ことばの薬
生き物には痛覚があります。
指に針が刺さるとチクッとする、転んで足をすりむいたらヒリヒリする、何かしらの侵害刺激に対してほとんどの生き物は皆、生きるために様々な痛みを感じます。
ですが一つだけ、人間という生き物が他の生き物に比べて特に感じやすい痛みがあります。
それは心の痛みです。
体に傷がつくと痛むように、人間の心もまた傷つけられると目には見えなくてもしっかりと痛みます。
そしてその傷の治し方は体の表面にできた傷と同じです。
しっかりと手当てをして元のきれいな状態に戻すことが一番理想的です。
仮に身体のどこかにケガを作ったとき、大抵の場合、私たち生き物は小さいうちに親や、お医者さんや、学校の保健室の先生など、様々な人に手当てをしてもらい、やがて一人で手当てできるようになります。
ですが心の傷に関しては目に見えないのでよほど人の痛みに敏感に気付ける人がそばにいないとなかなか手当してもらえません。
また仮に周りにいる人が傷ついていることを察知できたとしても、その傷の状態は詳しく目に見えないものなので、正しい治療法で手当てできているかなんて分からないものです。

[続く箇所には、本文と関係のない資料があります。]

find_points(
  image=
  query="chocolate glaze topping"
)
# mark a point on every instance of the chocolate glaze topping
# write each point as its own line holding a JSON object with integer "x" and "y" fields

自分の持つ心の痛みの本当の状態は自分にしか分からないのです。
なので私達はたくさんの人の多種多様な心の傷の治し方を聞き、目にして、感じながら自分の痛みと照らし合わせてその手当ての仕方を探っていく必要があります。
世の中にはとても攻撃的な言動ばかりする人がいます。
私もかつてそうでした。
こういった攻撃的な人の正体は、
過去に治癒しきれなかった大きな心の傷を抱え、誰にも手当してもらえず、そして手当の仕方も教わらず、その傷の状態でさえも正しく把握することができずにそのまま今まで生きてきてしまった人なのです。

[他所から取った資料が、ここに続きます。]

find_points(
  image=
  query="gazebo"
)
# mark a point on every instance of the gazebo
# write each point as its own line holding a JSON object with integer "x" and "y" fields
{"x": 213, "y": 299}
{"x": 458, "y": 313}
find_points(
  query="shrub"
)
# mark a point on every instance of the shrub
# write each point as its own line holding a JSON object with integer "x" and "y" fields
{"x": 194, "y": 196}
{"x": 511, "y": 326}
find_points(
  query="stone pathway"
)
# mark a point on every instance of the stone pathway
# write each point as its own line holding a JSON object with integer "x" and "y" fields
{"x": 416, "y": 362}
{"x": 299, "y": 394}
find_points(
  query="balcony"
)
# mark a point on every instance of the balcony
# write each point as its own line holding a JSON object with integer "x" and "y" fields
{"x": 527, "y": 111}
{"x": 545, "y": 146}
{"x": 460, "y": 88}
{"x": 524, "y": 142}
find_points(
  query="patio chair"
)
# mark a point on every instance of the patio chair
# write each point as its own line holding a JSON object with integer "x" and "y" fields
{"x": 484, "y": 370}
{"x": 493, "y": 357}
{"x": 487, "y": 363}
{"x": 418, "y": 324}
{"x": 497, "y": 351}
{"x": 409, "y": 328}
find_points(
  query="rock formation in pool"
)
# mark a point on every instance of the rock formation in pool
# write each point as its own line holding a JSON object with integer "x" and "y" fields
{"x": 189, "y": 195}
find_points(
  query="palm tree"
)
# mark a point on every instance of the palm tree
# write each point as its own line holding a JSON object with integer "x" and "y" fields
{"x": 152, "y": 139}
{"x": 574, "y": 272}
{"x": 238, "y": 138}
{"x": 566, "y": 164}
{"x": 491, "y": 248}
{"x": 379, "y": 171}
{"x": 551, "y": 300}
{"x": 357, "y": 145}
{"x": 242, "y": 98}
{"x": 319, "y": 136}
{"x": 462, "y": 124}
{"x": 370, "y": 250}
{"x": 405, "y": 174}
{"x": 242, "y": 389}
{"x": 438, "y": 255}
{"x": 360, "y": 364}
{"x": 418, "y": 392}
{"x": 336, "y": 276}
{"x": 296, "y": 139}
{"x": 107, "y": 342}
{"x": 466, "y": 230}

人はあまりに大きすぎる傷を受けてしまうとどこから説明していいのか分からなくなり、思うように言葉を発することができなくなります。
ちなみに私の場合、小4というまだまだボキャブラリーが貧しい時期に自分の心の痛みをどう説明していいのか分からず、痛みに対して言葉を発することができなくなってしまったので最終的なSOSのサインとして自分で髪の毛を抜く、という行為に走りました。
椅子の下が抜いた髪の毛で真っ黒になるくらい無心で抜き続ける、やめたくてもやめられない、あの抜いている間のつかの間の安心感は、おそらく何も考えなくて済む唯一の瞑想時間だと感じていたから生まれた感覚なのかもしれません。

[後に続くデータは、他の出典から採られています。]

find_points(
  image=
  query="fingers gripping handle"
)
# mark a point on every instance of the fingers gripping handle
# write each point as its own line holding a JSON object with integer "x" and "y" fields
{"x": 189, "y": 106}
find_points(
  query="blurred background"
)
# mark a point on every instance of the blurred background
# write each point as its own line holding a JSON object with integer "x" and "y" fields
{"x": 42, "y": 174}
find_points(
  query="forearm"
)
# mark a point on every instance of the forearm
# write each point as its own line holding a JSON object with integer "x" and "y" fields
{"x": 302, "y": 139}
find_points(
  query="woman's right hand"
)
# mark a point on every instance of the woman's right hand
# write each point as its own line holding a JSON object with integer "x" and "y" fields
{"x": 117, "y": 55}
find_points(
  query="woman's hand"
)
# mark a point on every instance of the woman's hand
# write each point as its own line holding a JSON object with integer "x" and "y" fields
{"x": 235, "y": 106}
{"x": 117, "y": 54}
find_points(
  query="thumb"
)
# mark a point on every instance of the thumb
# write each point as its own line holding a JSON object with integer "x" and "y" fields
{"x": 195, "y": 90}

私はこの大きな傷の治し方を見つけるのに15年以上もかかってしまいましたが、もしこれから出会う人や、今私の周りにいる人で私と同じように一人で針だらけの殻に閉じこもっている人を見かけたら、優しく言葉の薬を紡いで手当てしたいと思います。
そして一人で優雅に羽を伸ばして空を飛べるようにしてあげたいです。
その優しさが押しつけがましくないように、つらいときに見に来て好調な時はその薬の場所も思い出せないくらいの感覚で、そっとたくさんの優しい言葉の薬を書いて置いておきたいと思うのです。